Ich stieß Hartenstein und Leuschel an. Hartenstein erhob sich, wir andern auch.
Erst vorsichtig durch den Draht.
Ich rannte auf den Graben zu.
Hinter mir ein Fall. Einer platzte lachend heraus.
Ich sprang in den Graben, Hartenstein und Leuschel dicht hinter mir. Es konnten nur fünfzehn Schritt zum Posten sein. Wir rannten.
Ein Geräusch vor uns.
Ein Schuss von hinten.
Der Postenstand war leer, nur eine Handgranate. Der Posten war ausgerissen. Das verfluchte Lachen! Ich kletterte aus dem Graben nach links. Zwei Schüsse fast zu gleicher Zeit von hinten. Wir rannten nach dem Drahthindernis. Von links zwei Schüsse. Durch den Draht! Hinter mir flüsterte einer kläglich. Ich war durch das Hindernis und kniete hin. Ein Schuss!
Alle kamen nach. Eine Leuchtkugel ging hoch. Wir warfen uns hin. Mehrere Schüsse vorbei. Sie sahen uns wohl nicht.
Wieder eine Leuchtkugel. Noch zwei Schüsse und lautes hastiges Reden. Wir waren noch nicht außer Gefahr. Sie konnten uns beim vorderen Hindernis den Weg abschneiden. Aber das wäre für uns ein Vorteil. Dann könnten wir mit unsern sieben Mann draufstoßen in der Richtung auf unsere eigenen Gräben.
Die Leuchtkugeln verglimmten. Wir krochen nach dem vorderen Drahtverhau. Einer kam zu mir.
„Lesche hat einen Beinschuss."
„Kann er mit?"
„Ja."
Wir kamen unbelästigt durchs vordere Hindernis und gingen dann aufrecht weiter. Lesche humpelte. Ich merkte erst jetzt, wie verfroren ich war.
„Ich mache nie wieder 'ne Patrouille mit solchen jungen Kerlen, die sich nicht zusammennehmen können!" knurrte Hartenstein.
Vor unserm vordersten Graben stand Trepte. „Nichts?"
„Nichts - nur einen Verwundeten. - Geht in eure Unterstände! Ich muss zu Herrn Oberleutnant." Löhberg schlief und wurde geweckt. Ich berichtete.
„Das war die letzte Hoffnung", sagte er. „Es hilft nichts. Morgen werden wir abgelöst."

 

IX.

Am nächsten Abend wurden wir abgelöst und marschierten ins Lager. Ich war sehr müde.

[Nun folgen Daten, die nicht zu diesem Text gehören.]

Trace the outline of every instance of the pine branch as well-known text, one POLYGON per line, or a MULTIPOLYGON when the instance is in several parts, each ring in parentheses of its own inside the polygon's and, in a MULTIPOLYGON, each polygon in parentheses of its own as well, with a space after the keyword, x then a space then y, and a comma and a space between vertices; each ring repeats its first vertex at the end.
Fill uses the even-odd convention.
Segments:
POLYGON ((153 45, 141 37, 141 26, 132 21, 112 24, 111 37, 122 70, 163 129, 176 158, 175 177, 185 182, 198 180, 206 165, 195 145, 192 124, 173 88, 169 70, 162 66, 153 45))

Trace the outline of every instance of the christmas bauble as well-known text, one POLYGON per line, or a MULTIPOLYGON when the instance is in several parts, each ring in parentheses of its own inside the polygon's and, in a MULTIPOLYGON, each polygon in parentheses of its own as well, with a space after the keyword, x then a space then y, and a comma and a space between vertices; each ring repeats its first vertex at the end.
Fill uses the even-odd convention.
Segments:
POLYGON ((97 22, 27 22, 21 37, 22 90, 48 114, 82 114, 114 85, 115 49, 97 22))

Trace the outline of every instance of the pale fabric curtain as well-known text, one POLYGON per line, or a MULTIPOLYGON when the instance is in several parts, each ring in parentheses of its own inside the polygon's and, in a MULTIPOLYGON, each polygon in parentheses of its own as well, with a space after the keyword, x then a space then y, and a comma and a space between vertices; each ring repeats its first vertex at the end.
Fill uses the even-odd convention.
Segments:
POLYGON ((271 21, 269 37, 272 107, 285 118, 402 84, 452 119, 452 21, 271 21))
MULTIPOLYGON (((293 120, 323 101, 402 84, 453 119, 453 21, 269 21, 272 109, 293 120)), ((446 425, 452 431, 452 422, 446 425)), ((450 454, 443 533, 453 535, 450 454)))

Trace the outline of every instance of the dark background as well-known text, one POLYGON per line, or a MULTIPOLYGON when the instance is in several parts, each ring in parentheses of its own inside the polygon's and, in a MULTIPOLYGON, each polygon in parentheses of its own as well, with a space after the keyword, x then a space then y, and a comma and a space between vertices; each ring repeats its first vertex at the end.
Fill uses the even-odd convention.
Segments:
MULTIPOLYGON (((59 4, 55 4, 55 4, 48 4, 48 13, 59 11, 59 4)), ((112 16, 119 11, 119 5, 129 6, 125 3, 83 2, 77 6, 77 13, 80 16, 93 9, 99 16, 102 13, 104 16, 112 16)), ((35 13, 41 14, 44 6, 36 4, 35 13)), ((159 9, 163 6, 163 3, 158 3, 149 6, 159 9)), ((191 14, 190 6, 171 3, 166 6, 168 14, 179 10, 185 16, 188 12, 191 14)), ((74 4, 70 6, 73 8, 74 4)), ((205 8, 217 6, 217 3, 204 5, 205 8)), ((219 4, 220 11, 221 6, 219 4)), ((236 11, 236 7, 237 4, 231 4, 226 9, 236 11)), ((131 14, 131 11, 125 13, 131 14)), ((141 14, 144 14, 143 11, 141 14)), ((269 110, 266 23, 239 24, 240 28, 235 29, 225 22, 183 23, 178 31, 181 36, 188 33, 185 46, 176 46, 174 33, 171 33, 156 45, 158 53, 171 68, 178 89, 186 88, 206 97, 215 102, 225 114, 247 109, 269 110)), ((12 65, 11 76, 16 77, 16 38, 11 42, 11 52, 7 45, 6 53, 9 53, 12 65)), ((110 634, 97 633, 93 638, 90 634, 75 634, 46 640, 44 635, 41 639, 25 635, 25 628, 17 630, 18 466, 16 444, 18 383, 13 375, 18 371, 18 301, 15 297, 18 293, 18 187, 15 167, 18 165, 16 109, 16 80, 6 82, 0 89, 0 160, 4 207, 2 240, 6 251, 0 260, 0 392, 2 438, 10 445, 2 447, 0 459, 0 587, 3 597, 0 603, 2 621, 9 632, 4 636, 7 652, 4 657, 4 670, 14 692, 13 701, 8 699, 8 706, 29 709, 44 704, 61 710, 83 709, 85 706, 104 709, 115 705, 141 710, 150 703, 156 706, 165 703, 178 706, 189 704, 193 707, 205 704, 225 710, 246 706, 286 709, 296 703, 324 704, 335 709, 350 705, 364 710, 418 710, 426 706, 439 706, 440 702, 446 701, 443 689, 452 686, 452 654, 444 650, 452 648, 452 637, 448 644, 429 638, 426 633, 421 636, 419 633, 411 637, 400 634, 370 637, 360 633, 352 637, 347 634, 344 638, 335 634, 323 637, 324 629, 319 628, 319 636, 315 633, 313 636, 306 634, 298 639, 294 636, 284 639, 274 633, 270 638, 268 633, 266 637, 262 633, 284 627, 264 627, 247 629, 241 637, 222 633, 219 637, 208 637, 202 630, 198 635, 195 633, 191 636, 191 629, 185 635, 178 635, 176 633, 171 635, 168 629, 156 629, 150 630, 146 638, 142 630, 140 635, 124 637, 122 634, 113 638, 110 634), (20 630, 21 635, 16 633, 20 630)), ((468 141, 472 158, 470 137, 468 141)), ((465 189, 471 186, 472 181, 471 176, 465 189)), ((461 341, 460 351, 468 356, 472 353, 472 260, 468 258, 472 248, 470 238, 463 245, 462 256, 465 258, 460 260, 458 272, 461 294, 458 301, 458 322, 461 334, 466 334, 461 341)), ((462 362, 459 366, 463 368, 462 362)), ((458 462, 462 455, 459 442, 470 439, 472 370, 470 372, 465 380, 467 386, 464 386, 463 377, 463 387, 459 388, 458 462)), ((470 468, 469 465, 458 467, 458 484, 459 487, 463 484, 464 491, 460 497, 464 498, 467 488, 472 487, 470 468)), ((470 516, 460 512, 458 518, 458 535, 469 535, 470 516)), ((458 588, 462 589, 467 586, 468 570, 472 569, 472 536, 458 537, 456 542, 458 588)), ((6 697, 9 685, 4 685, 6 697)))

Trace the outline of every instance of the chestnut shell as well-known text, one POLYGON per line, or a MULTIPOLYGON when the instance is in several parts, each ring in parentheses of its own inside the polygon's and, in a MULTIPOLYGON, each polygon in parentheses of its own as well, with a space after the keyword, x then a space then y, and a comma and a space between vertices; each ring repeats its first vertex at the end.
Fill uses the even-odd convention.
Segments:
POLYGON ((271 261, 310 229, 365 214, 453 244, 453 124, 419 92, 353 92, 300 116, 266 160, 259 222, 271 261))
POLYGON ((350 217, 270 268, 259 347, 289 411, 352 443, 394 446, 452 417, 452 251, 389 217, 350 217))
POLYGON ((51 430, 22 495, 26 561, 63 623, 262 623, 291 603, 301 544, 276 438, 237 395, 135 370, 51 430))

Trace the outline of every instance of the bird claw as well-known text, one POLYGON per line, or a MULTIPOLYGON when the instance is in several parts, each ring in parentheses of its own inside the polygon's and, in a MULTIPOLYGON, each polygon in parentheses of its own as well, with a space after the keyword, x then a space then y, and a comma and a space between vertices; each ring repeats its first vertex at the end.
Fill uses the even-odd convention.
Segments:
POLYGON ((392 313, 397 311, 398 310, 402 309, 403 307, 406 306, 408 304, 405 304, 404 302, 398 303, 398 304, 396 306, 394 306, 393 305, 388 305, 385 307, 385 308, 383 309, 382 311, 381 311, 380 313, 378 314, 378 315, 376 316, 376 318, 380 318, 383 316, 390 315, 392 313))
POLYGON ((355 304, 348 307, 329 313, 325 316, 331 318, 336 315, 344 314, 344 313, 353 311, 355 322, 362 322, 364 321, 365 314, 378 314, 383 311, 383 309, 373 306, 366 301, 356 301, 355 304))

Am folgenden Morgen traten wir vor den Baracken abmarschbereit an. Die Leute der missglückten Großpatrouille von neulich waren noch nicht aus Ménicourt da, wo sie nach dem Unternehmen untergekommen waren.

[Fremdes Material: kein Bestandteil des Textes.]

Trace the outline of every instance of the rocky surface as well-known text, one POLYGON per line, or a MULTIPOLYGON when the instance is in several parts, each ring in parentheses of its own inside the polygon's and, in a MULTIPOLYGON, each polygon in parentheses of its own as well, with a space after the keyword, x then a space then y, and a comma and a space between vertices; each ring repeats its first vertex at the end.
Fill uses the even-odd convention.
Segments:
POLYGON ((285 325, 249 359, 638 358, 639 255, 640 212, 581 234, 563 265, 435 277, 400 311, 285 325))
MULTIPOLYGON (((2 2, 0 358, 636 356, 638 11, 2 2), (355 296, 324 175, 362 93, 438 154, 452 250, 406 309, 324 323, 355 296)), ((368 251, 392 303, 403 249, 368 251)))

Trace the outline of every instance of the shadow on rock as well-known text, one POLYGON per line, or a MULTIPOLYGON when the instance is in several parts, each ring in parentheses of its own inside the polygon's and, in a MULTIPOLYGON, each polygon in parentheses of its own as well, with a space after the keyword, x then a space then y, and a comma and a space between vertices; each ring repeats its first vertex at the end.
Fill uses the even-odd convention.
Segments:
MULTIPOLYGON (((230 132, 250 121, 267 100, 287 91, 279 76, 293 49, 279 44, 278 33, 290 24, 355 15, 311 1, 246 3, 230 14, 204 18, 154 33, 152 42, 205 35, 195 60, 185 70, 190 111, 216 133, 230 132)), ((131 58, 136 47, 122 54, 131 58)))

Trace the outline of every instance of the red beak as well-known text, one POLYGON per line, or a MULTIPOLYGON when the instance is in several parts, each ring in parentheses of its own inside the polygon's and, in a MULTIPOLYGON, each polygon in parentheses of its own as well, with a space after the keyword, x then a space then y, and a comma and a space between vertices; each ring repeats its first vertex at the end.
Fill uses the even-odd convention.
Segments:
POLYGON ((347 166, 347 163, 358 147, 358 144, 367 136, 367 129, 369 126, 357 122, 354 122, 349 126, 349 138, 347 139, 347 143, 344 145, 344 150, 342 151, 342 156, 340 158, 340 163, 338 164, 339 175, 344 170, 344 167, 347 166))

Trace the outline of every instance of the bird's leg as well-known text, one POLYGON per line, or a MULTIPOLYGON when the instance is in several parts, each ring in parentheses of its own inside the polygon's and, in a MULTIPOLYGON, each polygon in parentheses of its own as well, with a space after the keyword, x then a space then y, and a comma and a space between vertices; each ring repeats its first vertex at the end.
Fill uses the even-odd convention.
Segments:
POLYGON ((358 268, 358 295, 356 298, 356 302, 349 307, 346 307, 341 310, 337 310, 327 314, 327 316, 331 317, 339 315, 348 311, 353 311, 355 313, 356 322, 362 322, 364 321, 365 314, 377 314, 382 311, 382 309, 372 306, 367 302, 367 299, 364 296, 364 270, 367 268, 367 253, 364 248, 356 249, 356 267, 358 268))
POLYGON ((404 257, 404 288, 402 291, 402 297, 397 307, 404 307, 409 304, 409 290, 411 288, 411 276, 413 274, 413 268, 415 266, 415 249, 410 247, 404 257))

„Unglaublich!" sagte Lößberg. „Vor einer halben Stunde hätten sie schon dasein müssen! - Aber wenn sie einen nicht mehr brauchen, lassen sie einen einfach im Stich! - Feldwebel, haben Sie auch sagen lassen, dass ich den Leutnant Lindner nicht zu sehen wünsche?"
„Jawohl, Herr Oberleutnant."
Lößberg hatte an uns längst seine Abschiedsrede gehalten. Wir standen und warteten auf die Patrouillenleute. Das Gras zwischen den Fichten war niedergetreten. Die Wagenspuren und Stiefeleindrücke waren mit harten Kanten gefroren.

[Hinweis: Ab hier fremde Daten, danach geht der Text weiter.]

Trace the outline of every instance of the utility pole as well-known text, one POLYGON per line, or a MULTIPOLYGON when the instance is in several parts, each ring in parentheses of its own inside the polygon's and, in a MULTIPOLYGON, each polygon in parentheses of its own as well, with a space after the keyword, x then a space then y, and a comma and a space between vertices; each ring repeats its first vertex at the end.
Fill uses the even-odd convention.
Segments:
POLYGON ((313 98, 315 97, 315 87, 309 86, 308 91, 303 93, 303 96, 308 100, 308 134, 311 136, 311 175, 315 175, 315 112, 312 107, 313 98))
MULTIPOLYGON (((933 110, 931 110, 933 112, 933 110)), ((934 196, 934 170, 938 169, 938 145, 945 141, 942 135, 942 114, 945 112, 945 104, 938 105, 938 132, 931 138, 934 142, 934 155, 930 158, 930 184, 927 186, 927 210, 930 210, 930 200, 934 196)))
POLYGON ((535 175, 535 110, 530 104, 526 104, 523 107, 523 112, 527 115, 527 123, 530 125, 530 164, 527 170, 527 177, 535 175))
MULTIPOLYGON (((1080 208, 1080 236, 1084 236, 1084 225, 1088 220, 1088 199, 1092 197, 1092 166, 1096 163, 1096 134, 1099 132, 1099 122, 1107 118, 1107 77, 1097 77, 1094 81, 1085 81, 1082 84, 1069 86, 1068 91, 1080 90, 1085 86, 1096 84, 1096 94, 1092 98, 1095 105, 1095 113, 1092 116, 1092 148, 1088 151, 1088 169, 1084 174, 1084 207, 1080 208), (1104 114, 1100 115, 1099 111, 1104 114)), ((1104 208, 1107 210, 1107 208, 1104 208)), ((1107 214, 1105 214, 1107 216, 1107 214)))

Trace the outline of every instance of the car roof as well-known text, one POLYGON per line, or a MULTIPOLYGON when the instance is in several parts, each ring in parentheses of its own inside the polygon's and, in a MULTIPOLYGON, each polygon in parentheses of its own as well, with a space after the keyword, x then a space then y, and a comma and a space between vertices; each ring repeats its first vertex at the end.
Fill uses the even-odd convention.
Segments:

Da bog Sänger um die Waldecke, den Kragen offen und das Gewehr übermäßig hintenüber gelassen. Die andern wurden sichtbar. Jeder latschte, wie er wollte. Einer hatte den Helm auf dem Kopfe, der andere in der Hand.
Ich hatte meine Leute nie so gesehen. Das musste Absicht sein.
„Können Sie nicht Ihre Mannschaften ordentlich herführen, wenn Ihr Kompanieführer sich von Ihnen verabschieden will, Unteroffizier Sänger?"
Sänger ließ halten und stellte auf.
„Einer hat noch den Helm in der Hand, Unteroffizier Sänger!"
„Patrouille Lindner ohne Herrn Leutnant Lindner zur Stelle!" meldete Sänger.
Lößberg sah ihn sprachlos an.
„Ich habe Sie herberufen", schrie Lößberg, zitternd vor Wut, „um mich von Ihnen zu verabschieden! Ich hatte damit gerechnet, dass Sie so auftreten würden, wie Sie es von mir gelernt haben!" Lößberg fasste sich auf einmal. „Sie sind allerdings - das weiß ich - an dem Misserfolg nicht schuld. Einem guten Führer gelingt alles! Von einem schneidigen Kerl lässt sich Unmögliches verlangen, von einem Feigling nichts! - Ihr Führer, der heute nicht da ist, war nicht der geeignete; sonst hätten wir heute Gefangene, Auszeichnungen und Ruhm. Feigheit hat alles zunichte gemacht!"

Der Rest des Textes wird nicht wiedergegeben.